Kleinkunstbühne
'Larger movements with hands and feet are prohibited for reasons of personal safety for the actors' (14)
Kleinkunstbühne - small arts stage - was the name given to political cabaret shows in Austria. The name reflected the size and limited resources of this type of entertainment. The shows encompassed a mix of sketches, songs and monologues, humorous or satirical, often critical of the political establishment. Viennese audiences would have sat around tables, eating and drinking whilst watching performances.
The very nature of the productions identified the Laterndl as a distinctively Austrian theatre. The first shows were modelled on the semi-underground political cabarets of mid-1930s’ Vienna, where many of the actors and writers had worked before 1938.

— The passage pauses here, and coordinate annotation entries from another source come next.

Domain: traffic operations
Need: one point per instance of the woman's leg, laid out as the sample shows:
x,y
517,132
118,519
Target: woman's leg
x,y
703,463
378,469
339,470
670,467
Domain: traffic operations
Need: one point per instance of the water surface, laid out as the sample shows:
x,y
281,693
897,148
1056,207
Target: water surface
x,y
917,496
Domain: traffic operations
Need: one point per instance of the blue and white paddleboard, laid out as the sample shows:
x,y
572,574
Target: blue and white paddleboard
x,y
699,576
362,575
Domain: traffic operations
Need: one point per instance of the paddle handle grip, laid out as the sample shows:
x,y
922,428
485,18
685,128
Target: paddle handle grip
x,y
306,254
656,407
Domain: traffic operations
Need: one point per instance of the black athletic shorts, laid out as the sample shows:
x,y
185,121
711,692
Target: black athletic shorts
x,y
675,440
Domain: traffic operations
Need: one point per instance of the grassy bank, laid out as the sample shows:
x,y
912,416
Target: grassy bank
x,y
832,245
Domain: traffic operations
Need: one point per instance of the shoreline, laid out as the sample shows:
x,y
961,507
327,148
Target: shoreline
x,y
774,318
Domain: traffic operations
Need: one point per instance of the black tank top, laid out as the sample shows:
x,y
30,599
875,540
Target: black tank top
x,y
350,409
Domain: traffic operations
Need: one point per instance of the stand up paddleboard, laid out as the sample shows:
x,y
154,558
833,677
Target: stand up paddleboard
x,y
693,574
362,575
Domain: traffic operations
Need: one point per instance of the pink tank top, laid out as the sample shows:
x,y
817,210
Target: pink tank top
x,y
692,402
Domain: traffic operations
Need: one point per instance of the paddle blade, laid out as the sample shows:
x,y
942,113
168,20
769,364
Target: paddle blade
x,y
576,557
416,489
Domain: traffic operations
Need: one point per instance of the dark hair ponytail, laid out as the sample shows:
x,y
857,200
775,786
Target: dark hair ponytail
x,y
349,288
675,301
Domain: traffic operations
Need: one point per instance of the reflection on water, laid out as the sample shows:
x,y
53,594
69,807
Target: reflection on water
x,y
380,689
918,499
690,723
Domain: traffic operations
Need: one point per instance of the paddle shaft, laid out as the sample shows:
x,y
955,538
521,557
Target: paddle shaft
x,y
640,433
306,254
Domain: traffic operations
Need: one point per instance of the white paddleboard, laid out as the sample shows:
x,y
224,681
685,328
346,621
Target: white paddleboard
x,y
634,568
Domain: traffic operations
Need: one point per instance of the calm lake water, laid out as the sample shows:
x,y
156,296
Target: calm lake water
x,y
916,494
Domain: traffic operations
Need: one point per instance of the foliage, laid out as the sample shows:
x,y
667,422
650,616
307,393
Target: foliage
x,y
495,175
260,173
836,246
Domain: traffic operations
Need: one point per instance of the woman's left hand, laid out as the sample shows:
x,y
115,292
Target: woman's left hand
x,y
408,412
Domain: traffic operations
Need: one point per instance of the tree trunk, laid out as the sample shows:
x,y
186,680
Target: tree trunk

The format allowed the writers to respond quickly to events and support the fight against the Nazis. At the time Britain did not have a political cabaret scene so this was a genuinely new type of performance in London.
Some of the sketches were re-performances of material written in Vienna but most were new, written by a team of in-house writers. These included Viennese political cabaret veterans Hugo Königsgarten and Rudolf Spitz and Austrian Centre stalwarts Albert Fuchs, Franz Hartl and Eva Priester.
Woven into many of the programmes were performances by Martin Miller and Fritz Schrecker of traditional Viennese folk songs. The lyrics were often adapted to satirise the Nazi regime. This was a specialism which Miller and Schrecker later transferred to BBC German Service radio.